Strona:Maria Rodziewiczówna - Jerychonka.djvu/291

Ta strona została przepisana.

Baronowa wzroku z niego nie spuszczała; dyszała, jakby ją ten szał upajał.
— Czegóż żądasz? — spytała namiętnym tonem.
— Żebyś wobec swego gacha i matki na kolanach prosiła mnie o łaskę i przebaczenie, i wyznała mi swą miłość.
— Oszalałeś! To niemożliwe. Powiedz mi, gdzie mam się udać do twoich dóbr, a jutro tam ruszę!
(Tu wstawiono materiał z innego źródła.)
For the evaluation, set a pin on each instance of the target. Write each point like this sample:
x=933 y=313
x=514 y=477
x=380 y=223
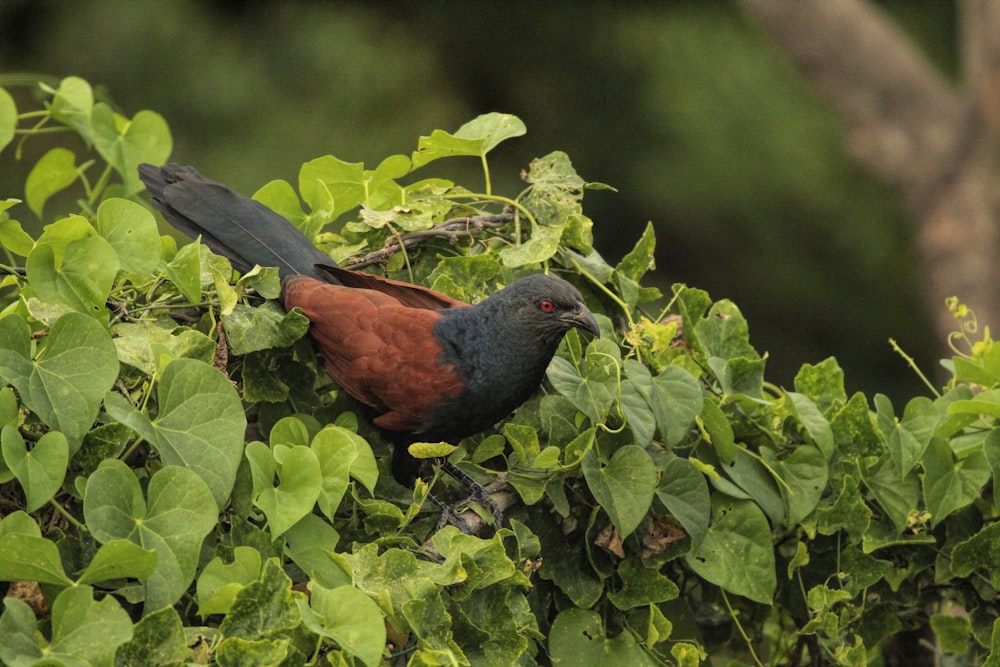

— Doprawdy? — zaśmiał się ironicznie. — I to ci chodzi po głowie! Chcesz być co rychléj kasztelanką, a mnie przedstawić jako głupca i naiwnego. Zapóźno! Zrobisz tak, jak ci każę, albo dostaniesz rozwód. Rozumiész, że dadzą mi go bez wielkiego starania. Ułatwiłaś mi interes swém prowadzeniem się, i to dowodzi, żeś nie tak sprytna, jak się wydajesz.
Roześmiał się i wstał.
— Zresztą jak sobie chcesz. Dla mnie teraz świat cały otwarty; dla ciebie coraz ciaśniéj: więc pomyśl i rozważ. Jutro wyjeżdżam do Monaco. Jeśli się zdecydujesz, daj mi znać. Będę czekał dwa tygodnie.
Baronowa umilkła i magnetyzowała go wzrokiem.
Faustanger oczu nie spuszczał, ale czuł, że długo nie wytrzyma, więc, nadrabiając miną, ukłonił się zdaleka i wyszedł. Na schodach odetchnął głęboko i otarł czoło i oczy.